The authors delineate several contributions that VPR-Bench offers to the field:

  1. Integrated Datasets and Techniques: VPR-Bench incorporates 12 different datasets and a suite of 10 state-of-the-art VPR techniques. These datasets encompass a variety of environmental conditions, both indoor and outdoor, and include different levels of viewpoint and illumination variations. The techniques span handcrafted to deep learning-based approaches, providing a wide spectrum for evaluation.
  2. Evaluation Metrics: The framework employs multiple evaluation strategies, including AUC-PR, RecallRate@N, ROC curves, and computational metrics like encoding and retrieval times. This comprehensive set of metrics captures both the precision and computational efficiency of VPR techniques, accommodating the diverse requirements across applications.
  3. Quantified Invariance Analysis: A notable feature of VPR-Bench is its ability to quantify viewpoint and illumination invariance using the Point Features dataset. This adds a layer of analytical depth by visualizing how VPR techniques handle explicit variations in these parameters, complementing traditional performance metrics.

Analysis of Findings

The empirical analysis yields significant insights. It illustrates that no single VPR technique universally outperforms others across all datasets and metrics. Techniques like DenseVLAD demonstrate robustness in handling large-scale datasets with complex viewpoint variations, while handcrafted features such as HOG perform better in constrained environments such as the indoor Living Room dataset.

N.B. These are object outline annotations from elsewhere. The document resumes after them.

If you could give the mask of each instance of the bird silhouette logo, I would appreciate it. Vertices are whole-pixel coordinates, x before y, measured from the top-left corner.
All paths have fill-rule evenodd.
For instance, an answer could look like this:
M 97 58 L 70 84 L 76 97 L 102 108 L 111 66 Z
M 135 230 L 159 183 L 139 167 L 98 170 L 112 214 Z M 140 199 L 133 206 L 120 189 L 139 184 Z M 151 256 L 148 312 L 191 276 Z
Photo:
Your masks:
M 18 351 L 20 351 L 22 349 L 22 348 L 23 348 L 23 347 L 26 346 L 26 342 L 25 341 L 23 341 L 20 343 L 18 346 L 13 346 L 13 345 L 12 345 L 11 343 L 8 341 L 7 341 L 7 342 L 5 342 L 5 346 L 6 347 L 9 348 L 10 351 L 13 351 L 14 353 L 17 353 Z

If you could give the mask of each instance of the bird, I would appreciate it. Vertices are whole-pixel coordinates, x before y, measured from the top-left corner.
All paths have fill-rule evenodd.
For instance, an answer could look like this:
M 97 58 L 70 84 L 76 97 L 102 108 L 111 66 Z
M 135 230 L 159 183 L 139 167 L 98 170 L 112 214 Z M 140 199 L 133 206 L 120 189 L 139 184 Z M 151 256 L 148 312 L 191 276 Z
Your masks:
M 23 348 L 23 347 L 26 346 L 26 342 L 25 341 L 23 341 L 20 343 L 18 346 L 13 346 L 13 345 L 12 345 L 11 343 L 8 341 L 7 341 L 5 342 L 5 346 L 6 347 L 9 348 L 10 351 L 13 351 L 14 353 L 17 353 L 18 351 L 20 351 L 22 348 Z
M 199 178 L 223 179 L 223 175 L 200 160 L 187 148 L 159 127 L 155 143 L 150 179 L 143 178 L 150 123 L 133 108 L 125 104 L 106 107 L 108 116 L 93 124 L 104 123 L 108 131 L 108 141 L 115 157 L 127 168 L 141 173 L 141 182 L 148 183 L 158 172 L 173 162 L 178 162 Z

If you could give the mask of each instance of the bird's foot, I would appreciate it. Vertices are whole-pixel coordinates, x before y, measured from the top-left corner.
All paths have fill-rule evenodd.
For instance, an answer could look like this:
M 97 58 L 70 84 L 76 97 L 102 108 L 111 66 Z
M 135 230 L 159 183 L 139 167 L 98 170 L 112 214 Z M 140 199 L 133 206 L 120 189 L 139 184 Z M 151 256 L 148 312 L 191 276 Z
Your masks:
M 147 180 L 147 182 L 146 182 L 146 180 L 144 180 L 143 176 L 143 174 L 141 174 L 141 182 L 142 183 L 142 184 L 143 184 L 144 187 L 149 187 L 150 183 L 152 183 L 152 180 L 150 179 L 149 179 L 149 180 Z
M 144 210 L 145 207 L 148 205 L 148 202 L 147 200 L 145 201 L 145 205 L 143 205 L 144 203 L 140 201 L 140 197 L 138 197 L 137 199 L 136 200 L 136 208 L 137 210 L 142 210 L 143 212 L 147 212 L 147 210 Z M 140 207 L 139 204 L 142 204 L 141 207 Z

The framework also reveals discrepancies between CPU and GPU performance, highlighting computational efficiency considerations that are critical when deploying VPR systems in real-world scenarios. Moreover, the paper's analysis on the effects of adjustable ground-truth variations underscores the nuanced ways in which dataset configurations impact reported performance metrics. This points to a need for careful consideration of ground-truth specifications in future evaluations.

Implications and Future Directions

VPR-Bench serves as a vital tool for the community, encouraging transparency and replicability in VPR evaluations. By encompassing diverse datasets and metrics, it enables a more holistic comparison of VPR techniques, accommodating diverse application needs, from robotics to large-scale image retrieval tasks.

The framework's robust design offers potential extensions, such as integrating more VPR techniques and datasets, particularly those addressing extreme conditions and non-conventional environments. Additionally, the quantifiable analysis of invariance provides an innovative angle that may prompt further research into adaptive VPR techniques capable of customized trade-offs between viewpoint variance and invariance.

Overall, VPR-Bench marks a significant step toward unifying the fragmented landscape of VPR performance evaluation, offering a solid foundation for future research and development in this rapidly evolving field.